I found the commit where it was introduced and am just reading what the changes do: 6e3332c

I will will have to do some testing. If it really does what I had been hoping for, we may be able to just update the documentation, add a couple feature tests, and close this ticket.

I'd be surprised if it actually works as-is, since this line from the original commit you've linked:

if(( rc = add_pattern(matcher,(const unsigned char*)pattern,flags, buffer[0] == 'Y') ))

no longer exists in the current code. That is, X and Y don't appear to be handled differently.

[rzvncj]

grep -IR root_regex_hostonly also returns nothing in the clamav source code directory.

[rzvncj]

Hi, any updates on this?
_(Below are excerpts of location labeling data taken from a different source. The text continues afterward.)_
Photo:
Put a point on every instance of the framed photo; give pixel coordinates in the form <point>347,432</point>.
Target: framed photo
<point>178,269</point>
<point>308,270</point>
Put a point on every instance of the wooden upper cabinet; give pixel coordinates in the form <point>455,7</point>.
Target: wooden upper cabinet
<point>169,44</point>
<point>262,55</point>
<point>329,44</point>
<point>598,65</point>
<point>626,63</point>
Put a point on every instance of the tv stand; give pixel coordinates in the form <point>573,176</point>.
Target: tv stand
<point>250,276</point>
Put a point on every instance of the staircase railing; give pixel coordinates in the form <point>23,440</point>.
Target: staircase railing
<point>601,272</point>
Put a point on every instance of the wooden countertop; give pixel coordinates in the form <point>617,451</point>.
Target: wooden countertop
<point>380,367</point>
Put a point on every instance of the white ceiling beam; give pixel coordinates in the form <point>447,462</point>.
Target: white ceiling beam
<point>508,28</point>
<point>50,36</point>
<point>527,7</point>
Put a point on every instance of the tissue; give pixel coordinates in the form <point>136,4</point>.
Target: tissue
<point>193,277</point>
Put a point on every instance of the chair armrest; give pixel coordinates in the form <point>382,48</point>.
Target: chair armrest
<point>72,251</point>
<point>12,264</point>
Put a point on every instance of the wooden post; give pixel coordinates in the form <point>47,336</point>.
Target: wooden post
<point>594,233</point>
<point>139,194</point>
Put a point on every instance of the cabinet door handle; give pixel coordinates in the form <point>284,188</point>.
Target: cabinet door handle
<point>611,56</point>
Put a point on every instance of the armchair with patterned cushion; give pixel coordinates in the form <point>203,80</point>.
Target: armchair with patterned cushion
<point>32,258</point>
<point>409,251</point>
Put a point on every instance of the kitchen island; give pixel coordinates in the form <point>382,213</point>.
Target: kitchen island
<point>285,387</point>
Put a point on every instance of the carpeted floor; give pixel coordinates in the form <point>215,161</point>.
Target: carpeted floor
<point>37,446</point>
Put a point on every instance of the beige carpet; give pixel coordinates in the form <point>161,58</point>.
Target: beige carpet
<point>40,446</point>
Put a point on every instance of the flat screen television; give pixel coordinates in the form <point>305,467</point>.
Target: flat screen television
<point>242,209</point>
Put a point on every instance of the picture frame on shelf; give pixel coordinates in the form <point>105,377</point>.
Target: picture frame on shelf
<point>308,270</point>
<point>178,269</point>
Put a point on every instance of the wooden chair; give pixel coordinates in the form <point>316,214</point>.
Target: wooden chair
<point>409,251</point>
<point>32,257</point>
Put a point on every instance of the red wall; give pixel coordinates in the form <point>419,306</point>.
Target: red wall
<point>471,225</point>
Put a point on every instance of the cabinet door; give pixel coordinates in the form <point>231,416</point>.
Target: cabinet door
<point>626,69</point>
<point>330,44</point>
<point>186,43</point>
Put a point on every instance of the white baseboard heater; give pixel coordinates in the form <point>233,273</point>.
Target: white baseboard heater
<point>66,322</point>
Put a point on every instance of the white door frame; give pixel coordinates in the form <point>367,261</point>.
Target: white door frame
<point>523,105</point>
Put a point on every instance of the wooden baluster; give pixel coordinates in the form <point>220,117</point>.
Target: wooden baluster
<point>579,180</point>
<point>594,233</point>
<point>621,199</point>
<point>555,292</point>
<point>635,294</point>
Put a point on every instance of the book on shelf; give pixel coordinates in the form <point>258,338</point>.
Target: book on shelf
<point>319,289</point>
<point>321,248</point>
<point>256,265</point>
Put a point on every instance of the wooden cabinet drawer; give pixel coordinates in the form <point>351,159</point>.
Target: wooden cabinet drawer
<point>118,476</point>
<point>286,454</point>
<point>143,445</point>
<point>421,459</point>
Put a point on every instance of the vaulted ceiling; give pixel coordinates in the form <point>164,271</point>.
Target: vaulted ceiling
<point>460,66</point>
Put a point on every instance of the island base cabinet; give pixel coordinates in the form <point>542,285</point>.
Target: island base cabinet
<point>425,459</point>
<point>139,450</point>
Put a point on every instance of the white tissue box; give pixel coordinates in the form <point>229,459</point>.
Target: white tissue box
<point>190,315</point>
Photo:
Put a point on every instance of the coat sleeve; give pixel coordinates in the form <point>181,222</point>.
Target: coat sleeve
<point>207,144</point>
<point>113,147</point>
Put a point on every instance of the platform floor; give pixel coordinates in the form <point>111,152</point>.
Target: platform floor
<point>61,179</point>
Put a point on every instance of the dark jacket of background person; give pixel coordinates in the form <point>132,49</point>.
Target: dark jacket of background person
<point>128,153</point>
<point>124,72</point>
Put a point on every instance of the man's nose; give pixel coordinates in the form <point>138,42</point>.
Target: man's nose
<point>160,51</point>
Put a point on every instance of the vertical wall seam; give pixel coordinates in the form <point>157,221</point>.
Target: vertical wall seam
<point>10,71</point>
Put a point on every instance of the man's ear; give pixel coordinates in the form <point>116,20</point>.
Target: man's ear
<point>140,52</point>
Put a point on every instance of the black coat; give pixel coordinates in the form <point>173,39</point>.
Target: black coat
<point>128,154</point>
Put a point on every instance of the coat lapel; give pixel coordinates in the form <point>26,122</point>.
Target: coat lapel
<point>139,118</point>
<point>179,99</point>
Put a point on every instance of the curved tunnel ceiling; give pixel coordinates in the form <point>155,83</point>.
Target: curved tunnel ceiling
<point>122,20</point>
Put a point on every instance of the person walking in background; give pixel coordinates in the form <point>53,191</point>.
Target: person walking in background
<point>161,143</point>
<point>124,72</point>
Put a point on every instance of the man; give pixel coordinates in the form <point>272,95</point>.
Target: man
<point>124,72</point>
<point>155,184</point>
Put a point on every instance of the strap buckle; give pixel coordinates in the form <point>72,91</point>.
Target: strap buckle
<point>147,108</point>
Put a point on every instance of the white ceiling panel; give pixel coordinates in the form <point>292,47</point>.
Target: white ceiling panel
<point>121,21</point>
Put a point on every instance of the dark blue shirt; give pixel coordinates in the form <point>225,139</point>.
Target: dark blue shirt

Do you want to somehow revert to the old code that used to handle Y, or do we reimplement the functionality?

[rzvncj]

Ping? :)

[micahsnyder]

I'm sorry, I don't have anything else to report. We're down a team member and I haven't been able work on lower priority issues.

[rzvncj]

I understand. Sorry to hear about that. Update the issue here if and when you have time.